I am analyzing ChIP-Seq data of Plasmodium falciparum ( which is well known for ~80% AT , ~20 % GC) The reads are 75 bp paired-end reads and were mapped to genome using Bowtie (1&2), and BWA. I am getting a very low percentage of alignment with less than 10% for the sample of our interest, but as per the FastQC report the data quality seems to be good, though it complaints about few other like duplicates, GC content which I suppose is normal in this genome which is AT biased.
I tried to BLAST the sequence and majority of the query matches many E.coli, and many other bacterial sequences, though the post-doc who performed the assay says they never used Plasmid in the pipeline!
I welcome any suggestion on how else could we improve the alignments or troubleshoot this.
PS: Control sample read alignment was 50% as against the treated one. The sample is blood cells infected with P. falciparum, so no other sources of other genomic contamination too. This is the second time we are repeating the ChIP-Seq and last time the alignment was around 22%. :(. I just read about the GEM Mappability tool and planning to try it.
Update: Mapping to host(human) didn't turn out fruitful. But the blast results are strong implying E.coli. So we are mapping with E.coli now.

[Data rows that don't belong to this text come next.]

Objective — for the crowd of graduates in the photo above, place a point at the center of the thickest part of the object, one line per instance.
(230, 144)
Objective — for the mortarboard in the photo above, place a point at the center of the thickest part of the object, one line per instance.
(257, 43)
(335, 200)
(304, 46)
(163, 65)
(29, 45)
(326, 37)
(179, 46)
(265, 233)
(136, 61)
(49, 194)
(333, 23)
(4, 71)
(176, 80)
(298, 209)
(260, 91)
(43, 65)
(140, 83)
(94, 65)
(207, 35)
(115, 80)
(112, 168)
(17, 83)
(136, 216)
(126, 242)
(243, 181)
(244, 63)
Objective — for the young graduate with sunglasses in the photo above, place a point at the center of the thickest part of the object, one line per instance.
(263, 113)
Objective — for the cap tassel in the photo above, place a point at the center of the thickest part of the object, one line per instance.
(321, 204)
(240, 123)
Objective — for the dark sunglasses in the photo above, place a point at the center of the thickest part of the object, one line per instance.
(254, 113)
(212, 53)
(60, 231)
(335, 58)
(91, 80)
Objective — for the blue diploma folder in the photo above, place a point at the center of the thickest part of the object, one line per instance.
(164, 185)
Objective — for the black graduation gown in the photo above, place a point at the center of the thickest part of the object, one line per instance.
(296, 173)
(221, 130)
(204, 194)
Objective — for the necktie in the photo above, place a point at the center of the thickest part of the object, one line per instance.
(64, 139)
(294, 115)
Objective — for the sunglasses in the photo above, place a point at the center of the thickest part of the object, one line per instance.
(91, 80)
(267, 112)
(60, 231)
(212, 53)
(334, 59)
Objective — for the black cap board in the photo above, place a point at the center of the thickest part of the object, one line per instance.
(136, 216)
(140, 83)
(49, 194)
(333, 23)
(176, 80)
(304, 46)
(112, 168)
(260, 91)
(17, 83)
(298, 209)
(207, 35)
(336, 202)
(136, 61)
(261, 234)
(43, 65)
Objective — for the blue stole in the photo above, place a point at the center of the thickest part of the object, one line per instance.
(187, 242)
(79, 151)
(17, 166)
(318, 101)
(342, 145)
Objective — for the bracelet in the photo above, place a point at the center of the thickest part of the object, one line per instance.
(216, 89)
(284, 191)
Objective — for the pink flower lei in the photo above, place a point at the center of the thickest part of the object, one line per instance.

Just curious, has anyone handled low complexity libraries like Plasmodium falciparum? We would like some advice from you, as we feel that should be the problem now, as this is our first time with ChIP-Seq and this is the first time for the facility that did the experiment to handle a AT rich genome! Thanks
Could some of the samples have high amounts of host DNA carry-over? Try aligning against the host species as well.
Thanks Ryan, I will try it. We did try for the previous data, but no luck!